Pour mener à bien ces actions et accompagner les acteurs qu’elle soutient, la fondation dispose :

  • d’un réseau international de partenaires construit au fil des années : son capital social ;
    Par capital social, nous entendons notre réseau de partenaires : personnes ou organisations avec lesquelles nous avons tissé des liens au fil des années et qui partagent nos préoccupations. Ce capital social permet de faciliter les liens entre acteurs. C’est une contribution pratique à la construction de la communauté mondiale.
  • de méthodes et outils d’intelligence collective en amélioration constante : son capital méthodologique ;
    L’intelligence collective demande de la méthode. La fondation a développé avec ses partenaires des méthodes de rencontres, de restitution des débats et d’élaboration collective de propositions. Par ailleurs, le développement d’Internet a profondément modifié le rapport des sociétés à l’information : l’enjeu n’est plus seulement d’y accéder mais aussi de se repérer dans la surabondance d’informations disponibles. C’est pourquoi nous accordons une attention particulière aux outils de structuration et de sélection de l’information.
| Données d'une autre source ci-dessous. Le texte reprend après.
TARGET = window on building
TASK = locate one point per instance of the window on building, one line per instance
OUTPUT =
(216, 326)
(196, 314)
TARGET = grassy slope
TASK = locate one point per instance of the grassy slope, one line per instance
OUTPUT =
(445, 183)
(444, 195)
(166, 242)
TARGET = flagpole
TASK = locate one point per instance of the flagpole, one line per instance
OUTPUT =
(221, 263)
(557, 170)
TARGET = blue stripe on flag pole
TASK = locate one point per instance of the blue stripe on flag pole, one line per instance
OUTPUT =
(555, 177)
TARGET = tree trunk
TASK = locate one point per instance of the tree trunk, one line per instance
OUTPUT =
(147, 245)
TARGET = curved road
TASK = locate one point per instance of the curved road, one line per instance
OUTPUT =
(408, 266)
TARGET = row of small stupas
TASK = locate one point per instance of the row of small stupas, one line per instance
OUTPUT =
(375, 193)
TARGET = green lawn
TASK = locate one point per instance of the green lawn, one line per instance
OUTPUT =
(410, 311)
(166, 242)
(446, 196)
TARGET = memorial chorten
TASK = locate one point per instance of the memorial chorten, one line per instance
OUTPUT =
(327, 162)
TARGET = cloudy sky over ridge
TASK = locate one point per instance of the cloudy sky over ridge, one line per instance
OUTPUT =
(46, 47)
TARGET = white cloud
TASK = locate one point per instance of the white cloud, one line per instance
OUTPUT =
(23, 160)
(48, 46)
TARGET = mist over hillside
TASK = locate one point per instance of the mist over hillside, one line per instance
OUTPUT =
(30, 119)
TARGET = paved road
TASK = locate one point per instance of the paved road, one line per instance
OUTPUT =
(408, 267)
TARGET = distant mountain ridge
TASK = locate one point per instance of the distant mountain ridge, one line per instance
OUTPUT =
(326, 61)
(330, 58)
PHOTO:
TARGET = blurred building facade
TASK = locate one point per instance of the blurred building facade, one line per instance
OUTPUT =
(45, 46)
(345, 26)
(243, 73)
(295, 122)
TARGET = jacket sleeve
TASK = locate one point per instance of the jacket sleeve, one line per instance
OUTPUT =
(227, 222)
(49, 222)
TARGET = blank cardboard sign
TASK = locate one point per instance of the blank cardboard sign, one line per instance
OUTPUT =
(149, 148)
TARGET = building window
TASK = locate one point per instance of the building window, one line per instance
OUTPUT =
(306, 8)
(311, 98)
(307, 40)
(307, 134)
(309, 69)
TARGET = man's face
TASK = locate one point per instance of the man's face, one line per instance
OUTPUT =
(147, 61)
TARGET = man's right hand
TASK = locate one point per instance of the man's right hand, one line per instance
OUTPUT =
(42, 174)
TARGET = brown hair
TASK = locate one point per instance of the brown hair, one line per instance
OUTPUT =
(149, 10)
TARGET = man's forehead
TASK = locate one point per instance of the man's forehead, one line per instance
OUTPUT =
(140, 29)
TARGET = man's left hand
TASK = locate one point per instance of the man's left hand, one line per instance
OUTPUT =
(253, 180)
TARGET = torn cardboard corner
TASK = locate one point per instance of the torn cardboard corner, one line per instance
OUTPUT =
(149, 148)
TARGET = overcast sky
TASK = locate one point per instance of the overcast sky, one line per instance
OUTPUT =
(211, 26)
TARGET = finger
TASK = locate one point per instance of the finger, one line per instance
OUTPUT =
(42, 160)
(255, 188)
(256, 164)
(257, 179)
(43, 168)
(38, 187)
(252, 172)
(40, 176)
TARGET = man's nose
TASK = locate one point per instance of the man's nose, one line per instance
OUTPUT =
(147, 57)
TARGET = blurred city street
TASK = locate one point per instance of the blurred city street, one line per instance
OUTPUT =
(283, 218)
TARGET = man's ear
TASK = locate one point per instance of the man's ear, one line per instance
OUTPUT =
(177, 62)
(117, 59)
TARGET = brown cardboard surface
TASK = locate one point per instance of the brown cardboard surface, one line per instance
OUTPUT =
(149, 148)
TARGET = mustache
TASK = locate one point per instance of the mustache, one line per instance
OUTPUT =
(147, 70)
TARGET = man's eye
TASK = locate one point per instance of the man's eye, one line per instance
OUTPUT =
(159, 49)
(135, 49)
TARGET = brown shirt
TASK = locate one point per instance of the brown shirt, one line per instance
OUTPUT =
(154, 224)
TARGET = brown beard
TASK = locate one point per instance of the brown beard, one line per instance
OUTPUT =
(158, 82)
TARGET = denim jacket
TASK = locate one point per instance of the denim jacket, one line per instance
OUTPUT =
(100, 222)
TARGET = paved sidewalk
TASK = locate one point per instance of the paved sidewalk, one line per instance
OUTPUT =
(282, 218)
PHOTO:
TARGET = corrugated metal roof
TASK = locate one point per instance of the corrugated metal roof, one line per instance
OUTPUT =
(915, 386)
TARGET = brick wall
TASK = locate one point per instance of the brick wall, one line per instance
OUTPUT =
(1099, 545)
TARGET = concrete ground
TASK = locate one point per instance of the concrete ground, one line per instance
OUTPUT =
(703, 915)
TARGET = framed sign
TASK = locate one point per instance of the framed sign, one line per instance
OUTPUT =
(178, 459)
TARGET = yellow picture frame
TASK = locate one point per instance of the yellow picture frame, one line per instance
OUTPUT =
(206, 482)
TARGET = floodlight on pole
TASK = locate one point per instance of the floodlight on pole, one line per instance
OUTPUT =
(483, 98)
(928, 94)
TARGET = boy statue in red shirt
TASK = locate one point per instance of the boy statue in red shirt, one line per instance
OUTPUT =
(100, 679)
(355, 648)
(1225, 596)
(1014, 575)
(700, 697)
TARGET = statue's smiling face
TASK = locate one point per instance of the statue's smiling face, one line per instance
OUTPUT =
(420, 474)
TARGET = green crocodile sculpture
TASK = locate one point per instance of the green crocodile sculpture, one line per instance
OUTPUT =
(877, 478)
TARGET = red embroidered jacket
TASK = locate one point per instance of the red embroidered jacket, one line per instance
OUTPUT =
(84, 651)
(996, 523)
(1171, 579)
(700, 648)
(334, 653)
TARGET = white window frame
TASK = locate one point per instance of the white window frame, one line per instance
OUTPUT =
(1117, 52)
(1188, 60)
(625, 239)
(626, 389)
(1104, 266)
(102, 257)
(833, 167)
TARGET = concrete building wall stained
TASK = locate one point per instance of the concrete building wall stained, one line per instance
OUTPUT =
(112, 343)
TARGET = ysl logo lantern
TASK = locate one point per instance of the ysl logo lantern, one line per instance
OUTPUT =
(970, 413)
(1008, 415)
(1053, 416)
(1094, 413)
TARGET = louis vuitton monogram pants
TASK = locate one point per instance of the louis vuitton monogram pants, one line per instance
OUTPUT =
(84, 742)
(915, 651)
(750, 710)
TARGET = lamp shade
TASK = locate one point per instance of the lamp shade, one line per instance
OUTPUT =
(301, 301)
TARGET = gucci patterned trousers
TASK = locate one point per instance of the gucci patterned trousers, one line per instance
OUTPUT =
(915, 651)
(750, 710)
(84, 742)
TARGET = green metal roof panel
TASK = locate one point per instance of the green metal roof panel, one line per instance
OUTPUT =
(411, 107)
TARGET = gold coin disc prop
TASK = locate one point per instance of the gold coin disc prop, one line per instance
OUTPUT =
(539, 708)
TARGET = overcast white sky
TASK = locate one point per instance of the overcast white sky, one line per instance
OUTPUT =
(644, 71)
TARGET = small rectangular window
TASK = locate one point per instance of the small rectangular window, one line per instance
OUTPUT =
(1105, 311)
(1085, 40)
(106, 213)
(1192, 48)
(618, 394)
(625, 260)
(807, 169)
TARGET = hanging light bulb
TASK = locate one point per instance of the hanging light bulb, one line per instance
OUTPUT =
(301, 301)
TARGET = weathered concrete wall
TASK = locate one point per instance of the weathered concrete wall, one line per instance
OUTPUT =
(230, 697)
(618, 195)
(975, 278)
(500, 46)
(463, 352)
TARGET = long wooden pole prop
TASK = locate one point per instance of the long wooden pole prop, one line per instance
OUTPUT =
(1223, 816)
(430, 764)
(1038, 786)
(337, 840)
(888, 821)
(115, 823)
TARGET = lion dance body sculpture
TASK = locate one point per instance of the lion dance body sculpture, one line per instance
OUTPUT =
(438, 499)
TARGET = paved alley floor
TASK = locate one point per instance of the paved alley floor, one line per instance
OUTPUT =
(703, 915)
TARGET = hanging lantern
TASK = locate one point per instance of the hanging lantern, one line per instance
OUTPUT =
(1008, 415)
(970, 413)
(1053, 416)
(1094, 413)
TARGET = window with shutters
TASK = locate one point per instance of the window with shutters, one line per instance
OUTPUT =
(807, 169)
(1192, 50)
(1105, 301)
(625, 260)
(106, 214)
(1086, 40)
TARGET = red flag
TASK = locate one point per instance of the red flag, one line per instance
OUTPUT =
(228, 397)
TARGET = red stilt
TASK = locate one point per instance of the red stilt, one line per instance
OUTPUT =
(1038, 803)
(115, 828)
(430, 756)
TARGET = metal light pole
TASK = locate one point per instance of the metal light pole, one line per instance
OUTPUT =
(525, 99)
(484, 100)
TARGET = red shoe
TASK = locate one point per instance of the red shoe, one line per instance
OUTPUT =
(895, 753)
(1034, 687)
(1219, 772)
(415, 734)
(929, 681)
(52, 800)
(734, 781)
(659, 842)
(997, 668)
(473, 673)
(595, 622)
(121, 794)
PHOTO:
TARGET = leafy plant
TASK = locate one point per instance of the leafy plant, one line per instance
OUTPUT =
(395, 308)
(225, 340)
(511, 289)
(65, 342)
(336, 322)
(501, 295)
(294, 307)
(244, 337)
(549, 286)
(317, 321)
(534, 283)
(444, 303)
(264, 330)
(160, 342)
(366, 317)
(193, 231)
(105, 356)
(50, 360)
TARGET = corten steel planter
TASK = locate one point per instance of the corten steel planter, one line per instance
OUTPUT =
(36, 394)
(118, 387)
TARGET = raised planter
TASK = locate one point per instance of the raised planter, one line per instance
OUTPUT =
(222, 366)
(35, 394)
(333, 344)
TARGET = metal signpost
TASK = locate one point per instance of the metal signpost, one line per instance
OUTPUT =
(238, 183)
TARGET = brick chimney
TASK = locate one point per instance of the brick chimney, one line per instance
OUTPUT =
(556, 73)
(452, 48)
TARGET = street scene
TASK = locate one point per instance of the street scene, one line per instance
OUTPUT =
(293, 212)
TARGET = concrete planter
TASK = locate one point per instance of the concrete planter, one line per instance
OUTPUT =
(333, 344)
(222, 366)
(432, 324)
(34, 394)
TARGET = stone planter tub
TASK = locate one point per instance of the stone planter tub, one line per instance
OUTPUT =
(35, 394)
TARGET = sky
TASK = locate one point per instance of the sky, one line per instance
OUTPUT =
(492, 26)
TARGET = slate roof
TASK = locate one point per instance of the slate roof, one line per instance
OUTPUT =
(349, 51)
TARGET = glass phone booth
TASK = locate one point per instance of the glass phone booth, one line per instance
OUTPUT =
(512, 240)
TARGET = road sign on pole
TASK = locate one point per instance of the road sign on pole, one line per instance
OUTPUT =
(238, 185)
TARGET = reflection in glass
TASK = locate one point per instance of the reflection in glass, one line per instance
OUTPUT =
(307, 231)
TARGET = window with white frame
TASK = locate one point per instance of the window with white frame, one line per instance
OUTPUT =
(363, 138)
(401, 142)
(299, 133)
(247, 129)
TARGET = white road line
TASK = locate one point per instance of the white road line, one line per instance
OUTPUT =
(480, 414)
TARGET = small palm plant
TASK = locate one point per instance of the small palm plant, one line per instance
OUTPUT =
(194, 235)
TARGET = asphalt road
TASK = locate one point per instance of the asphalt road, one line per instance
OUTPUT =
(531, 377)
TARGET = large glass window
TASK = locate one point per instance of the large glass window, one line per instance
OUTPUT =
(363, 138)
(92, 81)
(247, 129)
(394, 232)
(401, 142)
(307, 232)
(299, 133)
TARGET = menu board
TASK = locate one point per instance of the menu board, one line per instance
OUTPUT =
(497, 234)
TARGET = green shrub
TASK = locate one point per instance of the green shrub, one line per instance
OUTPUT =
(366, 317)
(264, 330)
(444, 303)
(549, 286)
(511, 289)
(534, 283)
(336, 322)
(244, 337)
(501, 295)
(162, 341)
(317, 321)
  • d’une crédibilité née de ses engagements à long terme et de sa transparence : son capital symbolique
    En trente années d’activité, la fondation a noué de nombreux partenariats publics et privés et sur tous les continents. Elle a acquis une réputation de sérieux qui s’est renforcée au fil des ans et qui lui confère une notoriété certaine dont les partenaires bénéficient.
  • d’une équipe habituée au travail collectif et d’un conseil de fondation dont les membres sont impliqués dans la réflexion de la fondation et dont l’expertise constitue une grande richesse intellectuelle : son capital humain ;
    Les échanges réguliers entre l’équipe et le conseil assurent une bonne appropriation par tous des enjeux et une meilleure efficacité dans la conduite collective de la stratégie à tous les niveaux.
  • de revenus réguliers garantissant l’indépendance : son capital financier ;
    Il résulte de la valorisation du capital légué par Charles Léopold Mayer. Sa valeur nominale fluctue mais son ordre de grandeur est de 300 millions de francs suisses. Il est composé à 80 % d’un capital mobilier également réparti entre obligations et actions. Les derniers 20 % sont constitués de biens immobiliers en Suisse et en France. Sa gestion répond à deux exigences, éthique d’une part, dans le choix des placements, « en bon père de famille » et dans une perspective de long terme d’autre part, excluant les prises de bénéfices rapides qui cautionneraient l’activité « économie de casino » des marchés financiers. Les revenus du patrimoine assure à la fondation un budget annuel stable de 10 millions de francs suisses.
  • de propositions issues d’un travail collectif international soutenu sur trois décennies et d’une maison d’édition, les ECLM : son capital intellectuel ;
    Ce capital est constitué de tous les apports intellectuels dont a bénéficié la fondation. Livres, rapports, notes, cahiers de propositions voire films produits par elle et par ses partenaires depuis trente ans. Ces documents sont accessibles sur le site de la fondation ou les sites des partenaires.
  • de locaux adaptés pour favoriser les rencontres entre acteurs et réseaux : son capital immobilier.
    A Lausanne, 6 rue Dickens et à Paris, 38 rue Saint-Sabin, les bureaux de la fondation sont installés dans des locaux disposant de salles de réunion qui sont mis à la disposition des partenaires. A Villarceaux dans le Val d’Oise, un corps de ferme dont la fondation est propriétaire a été entièrement rénové et transformé en un centre d’accueil offrant des salles de réunions, un restaurant et des possibilités d’hébergement.